Catulo, o galo seresteiro do sertão

10 de maio de 1946. As ruas do Rio de Janeiro estão silenciosas. As pessoas falam em voz baixa, os verdureiros não cantam seus pregões, os passageiros dos bondes cochicham, comovidos, as últimas notícias. Das grã-finas do society às lavadeiras que descem os morros para entregar as roupas nos quartéis; do bacharel em direito ao menino que decora sua cartilha na janela, a emoção é a mesma. Homens, mulheres e crianças sentem a morte de Catulo da Paixão Cearense.

Da Capela Santa Terezinha, na Praça da República, até o Cemitério São Francisco de Paula, no Catumbi, o povo se aglomera para dar-lhe adeus. Os pais colocam seus filhos nos ombros para sauda-lo. Mulheres choram. As bandeiras, a meio pau, entristecem mais a paisagem, o comércio abaixa suas portas, e a Banda do Corpo de Bombeiros, à frente do cortejo, executa a marcha fúnebre.

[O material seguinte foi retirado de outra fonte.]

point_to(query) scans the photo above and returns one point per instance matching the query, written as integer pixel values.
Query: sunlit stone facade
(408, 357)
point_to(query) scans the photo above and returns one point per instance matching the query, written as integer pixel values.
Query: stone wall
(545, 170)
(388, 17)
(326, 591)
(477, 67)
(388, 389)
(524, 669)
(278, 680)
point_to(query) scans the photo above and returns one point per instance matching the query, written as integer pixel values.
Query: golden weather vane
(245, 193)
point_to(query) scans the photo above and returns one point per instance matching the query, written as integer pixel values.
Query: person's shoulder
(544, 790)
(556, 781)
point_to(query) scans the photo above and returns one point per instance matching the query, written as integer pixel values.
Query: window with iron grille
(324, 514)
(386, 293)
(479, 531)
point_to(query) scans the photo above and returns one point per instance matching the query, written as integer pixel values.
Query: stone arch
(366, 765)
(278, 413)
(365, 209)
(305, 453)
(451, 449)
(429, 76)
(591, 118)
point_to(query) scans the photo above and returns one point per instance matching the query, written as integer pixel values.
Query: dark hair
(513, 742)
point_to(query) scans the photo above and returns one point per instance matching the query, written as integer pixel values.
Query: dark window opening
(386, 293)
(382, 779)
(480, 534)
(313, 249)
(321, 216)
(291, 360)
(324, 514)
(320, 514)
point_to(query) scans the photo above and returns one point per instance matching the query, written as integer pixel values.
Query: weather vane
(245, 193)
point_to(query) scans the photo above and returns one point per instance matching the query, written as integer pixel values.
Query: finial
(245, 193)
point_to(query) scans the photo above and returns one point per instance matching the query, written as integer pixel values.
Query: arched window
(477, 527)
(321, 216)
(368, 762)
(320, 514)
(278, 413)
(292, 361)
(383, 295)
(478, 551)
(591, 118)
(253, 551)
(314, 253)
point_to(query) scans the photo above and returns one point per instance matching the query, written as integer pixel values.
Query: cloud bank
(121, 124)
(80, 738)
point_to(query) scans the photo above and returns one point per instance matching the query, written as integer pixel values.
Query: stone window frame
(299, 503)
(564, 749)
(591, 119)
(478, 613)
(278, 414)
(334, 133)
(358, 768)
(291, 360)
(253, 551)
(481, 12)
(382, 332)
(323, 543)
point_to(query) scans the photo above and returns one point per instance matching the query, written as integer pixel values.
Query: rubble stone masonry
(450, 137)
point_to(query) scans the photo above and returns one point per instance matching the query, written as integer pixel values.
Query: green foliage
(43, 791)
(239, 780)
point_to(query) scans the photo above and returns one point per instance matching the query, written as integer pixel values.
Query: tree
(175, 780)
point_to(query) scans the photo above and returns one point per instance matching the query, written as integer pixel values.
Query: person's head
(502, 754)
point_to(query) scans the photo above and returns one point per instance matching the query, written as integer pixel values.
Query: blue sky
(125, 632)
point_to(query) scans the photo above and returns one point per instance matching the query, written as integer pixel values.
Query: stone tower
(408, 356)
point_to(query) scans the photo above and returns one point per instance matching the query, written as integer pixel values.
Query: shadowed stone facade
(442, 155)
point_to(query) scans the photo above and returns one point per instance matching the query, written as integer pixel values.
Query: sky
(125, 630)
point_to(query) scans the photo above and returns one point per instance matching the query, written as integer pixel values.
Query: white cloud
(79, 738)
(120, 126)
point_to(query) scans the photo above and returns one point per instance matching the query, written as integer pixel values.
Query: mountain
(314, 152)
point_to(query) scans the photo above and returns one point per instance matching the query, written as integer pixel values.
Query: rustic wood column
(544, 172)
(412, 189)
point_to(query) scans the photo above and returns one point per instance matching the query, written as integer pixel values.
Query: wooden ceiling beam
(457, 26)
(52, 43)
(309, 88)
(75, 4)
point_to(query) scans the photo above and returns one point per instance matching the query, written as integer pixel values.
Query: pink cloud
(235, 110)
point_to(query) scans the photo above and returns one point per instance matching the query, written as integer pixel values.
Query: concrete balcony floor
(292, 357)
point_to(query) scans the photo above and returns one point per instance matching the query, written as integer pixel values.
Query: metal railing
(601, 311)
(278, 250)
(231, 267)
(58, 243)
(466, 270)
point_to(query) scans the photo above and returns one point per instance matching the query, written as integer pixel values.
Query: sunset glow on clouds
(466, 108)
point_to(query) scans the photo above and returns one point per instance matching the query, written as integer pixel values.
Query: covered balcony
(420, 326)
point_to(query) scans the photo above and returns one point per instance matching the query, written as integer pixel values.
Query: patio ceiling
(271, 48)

Em pouco tempo o Brasil inteiro canta, soluçante:

Não há, oh gente
oh não, luar
como esse do sertão

Filho do ourives Amâncio José da Paixão Cearense e de Maria Celestina Braga Paixão, Catulo nasceu em São Luís do Maranhão em 8 de outubro de 1863 e, ainda criança, acompanhando os pais, mudou-se para a fazenda dos avós, no sertão do Ceará. Talvez seja nesse momento que surgiu seu interesse pelas coisas da terra, pelo linguajar típico do sertanejo, pelo sentimento exacerbado em suas letras e melodias. Catulo estuda flauta, instrumento que o seguiria até aos 17 anos.

Nesta época a arte brasileira é fortemente influenciada por Paris, a “Cidade Luz” e nossos intelectuais se vestem e se comportam de maneira afrancesada. O violão é marginalizado, considerado “instrumento de vagabundo” e seus cultores, junto com capoeiras e prostitutas vivem à margem.

Em 1880 Catulo muda-se para o Rio de Janeiro com seus pais e dois irmãos. Seu pai se estabelece como relojoeiro na rua São Clemente, em Botafogo, e mantém o sustento da casa e do jovem Catulo que continua seus estudos.

Na cidade fervilham os intelectuais, boêmios, atrizes, cocotes, prostitutas, etc. E o jovem, que sempre gostou da boêmia, encontra ali seu meio, seus pares.

Freqüenta teatros, repúblicas de estudantes, cafés. Conhece violonista Anacleto de Medeiros, o cantor Cadete, o flautista Joaquim Callado e, trocando a flauta pelo violão – para espanto de muitos – começa a carreira que o levaria a ser “o maior criador de imagens da poesia brasileira”, no dizer de Mário de Andrade.

Mas, com a morte de sua mãe pouco tempo depois de chegar ao Rio, e de seu pai três anos depois, Catulo é obrigado a ganhar seu próprio sustento e começa a trabalhar no cais do porto, como estivador. É um trabalho duro, pesado. Mesmo assim continua sua vida de poeta e seresteiro.

Muito mulherengo, suas aventuras amorosas escandalizam. Beberrão, gastador, vive o dia a dia e se torna figura conhecida no meio intelectual e boêmio da Capital da República E em 1908, a convite do Maestro Alberto Nepomuceno, dá um concerto de violão que mudaria para sempre os padrões da cultura brasileira. A modinha é assobiada e cantada nas ruas e conquista a chamada “classe alta”.

Beberrão, gastador, passou o final de sua vida num barracão de madeira na rua Francisca Meier, no Engenho de Dentro, hoje Rua Catulo da Paixão Cearense. Ali recebias seus amigos, como o escritor Monteiro Lobato, e ali morreu, pobre, sem receber nada por sua obra cujos direitos autorais foram vendidos por preço irrisório.

Ontem ao Luar, Caboca di Caxangá e Luar do Sertão, são obras imortais de nosso cancioneiro.

Catulo da Paixão Cearense, além de violeiro – ou violonista – foi poeta, inovador e, principalmente, um homem que valorizou sua terra e soube compreender o sentimento de sua gente. Catulo da Paixão Cearense, maranhense, brasileiro, universal.